The minister spoke in comment of information published by Reuters news agency that the Brussels officials may shortly state agreement to the Russian proposals after more than six years of probe of Gazprom's abuse.

Citing unnamed sources, Reuters said that the European Commission's decision could come before the end of the month. If the commission approves the proposed discounts, Gazprom would avoid a fine that could total up to 10 percent of its global turnover.

Gazprom revised its initial proposal after negative opinion from European Union (EU) countries and clients, however, the main elements remain unchanged, as stipulated in the new draft received by Reuters.

Last year, Gazprom proposed linking prices with some indicators on the Western European market and drop the ban of reselling gas purchased from the company.
Vaičiūnas said that, according to the latest data, the process of aligning commitments was still not finished.

"We have submitted our opinion for the European Commission's so-called market test of Gazprom commitments. From the information that I have, the process of aligning commitments is still in progress and I am certain that some of our proposals should be taken into consideration," the minister told BNS on Tuesday evening.

In the energy minister's words, Gazprom's commitments on long-term contracts would not be consistent with today's market reality and "their benefits would be rather limited."

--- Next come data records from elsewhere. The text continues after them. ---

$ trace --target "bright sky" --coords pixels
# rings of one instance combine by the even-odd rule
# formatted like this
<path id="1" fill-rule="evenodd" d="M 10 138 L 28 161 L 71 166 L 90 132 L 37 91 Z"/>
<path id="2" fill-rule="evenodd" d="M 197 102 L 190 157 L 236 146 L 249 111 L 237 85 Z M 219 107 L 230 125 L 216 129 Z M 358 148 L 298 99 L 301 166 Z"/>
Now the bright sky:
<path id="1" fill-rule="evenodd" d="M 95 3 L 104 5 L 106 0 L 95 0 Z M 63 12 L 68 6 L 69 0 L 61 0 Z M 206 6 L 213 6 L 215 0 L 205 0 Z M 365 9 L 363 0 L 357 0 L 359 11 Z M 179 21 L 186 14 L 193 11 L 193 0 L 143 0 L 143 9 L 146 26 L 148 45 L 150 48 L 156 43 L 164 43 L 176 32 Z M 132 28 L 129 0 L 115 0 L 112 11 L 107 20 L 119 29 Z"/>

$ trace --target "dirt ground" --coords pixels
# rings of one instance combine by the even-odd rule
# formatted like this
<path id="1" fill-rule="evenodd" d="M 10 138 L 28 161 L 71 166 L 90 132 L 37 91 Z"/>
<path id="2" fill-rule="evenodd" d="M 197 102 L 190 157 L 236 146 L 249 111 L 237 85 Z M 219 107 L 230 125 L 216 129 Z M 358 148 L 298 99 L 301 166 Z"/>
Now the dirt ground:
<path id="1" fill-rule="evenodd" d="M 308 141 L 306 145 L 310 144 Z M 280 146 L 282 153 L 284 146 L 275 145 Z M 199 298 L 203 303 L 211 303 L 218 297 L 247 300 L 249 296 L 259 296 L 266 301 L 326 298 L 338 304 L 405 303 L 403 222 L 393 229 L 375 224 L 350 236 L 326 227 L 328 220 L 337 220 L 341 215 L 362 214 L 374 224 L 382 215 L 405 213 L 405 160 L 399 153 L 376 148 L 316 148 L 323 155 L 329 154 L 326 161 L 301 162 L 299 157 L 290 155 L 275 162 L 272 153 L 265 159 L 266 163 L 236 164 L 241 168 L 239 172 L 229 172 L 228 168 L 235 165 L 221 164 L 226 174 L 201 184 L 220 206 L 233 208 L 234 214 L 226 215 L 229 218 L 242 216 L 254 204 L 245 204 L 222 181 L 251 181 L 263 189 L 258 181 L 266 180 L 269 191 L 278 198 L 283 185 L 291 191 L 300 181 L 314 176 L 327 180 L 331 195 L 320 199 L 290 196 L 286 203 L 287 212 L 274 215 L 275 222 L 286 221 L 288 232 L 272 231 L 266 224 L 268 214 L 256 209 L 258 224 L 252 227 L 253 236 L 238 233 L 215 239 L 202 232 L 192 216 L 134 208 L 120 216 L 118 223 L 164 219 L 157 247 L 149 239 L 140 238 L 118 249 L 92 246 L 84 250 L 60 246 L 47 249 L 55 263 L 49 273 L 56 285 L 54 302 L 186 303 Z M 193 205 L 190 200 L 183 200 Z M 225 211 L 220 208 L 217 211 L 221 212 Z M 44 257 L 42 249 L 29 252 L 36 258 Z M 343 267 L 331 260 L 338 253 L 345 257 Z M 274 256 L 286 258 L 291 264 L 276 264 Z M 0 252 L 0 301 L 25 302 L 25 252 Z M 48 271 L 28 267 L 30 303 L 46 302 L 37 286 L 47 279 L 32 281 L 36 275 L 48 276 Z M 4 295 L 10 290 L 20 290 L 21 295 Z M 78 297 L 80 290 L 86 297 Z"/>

"This is a question of consistency of commitments to the current realities. No matter how ambitious or precise the commitments are, they are aimed at long-term Gazprom contracts. The share of such contracts is currently negligible, and the situation has not changed since the start of the probe in 2012 – short-term contracts are in effect on the market," said the minister.

Last May, Lithuania's Energy Ministry stated that the offers submitted by Gazprom to Brussels at the time did not guarantee that the Russian concern would not take advantage of the dominant status by restricting competition.

The government then said that the unfair Gazprom marketing caused Lithuania to incur around 1.5 billion euros in damage, stating that the Russian concern should be fined, if the offers are not improved.

The Stockholm arbitration in 2016 rejected the Lithuanian claim for millions of euros in compensation over the high gas prices in 2004-2012.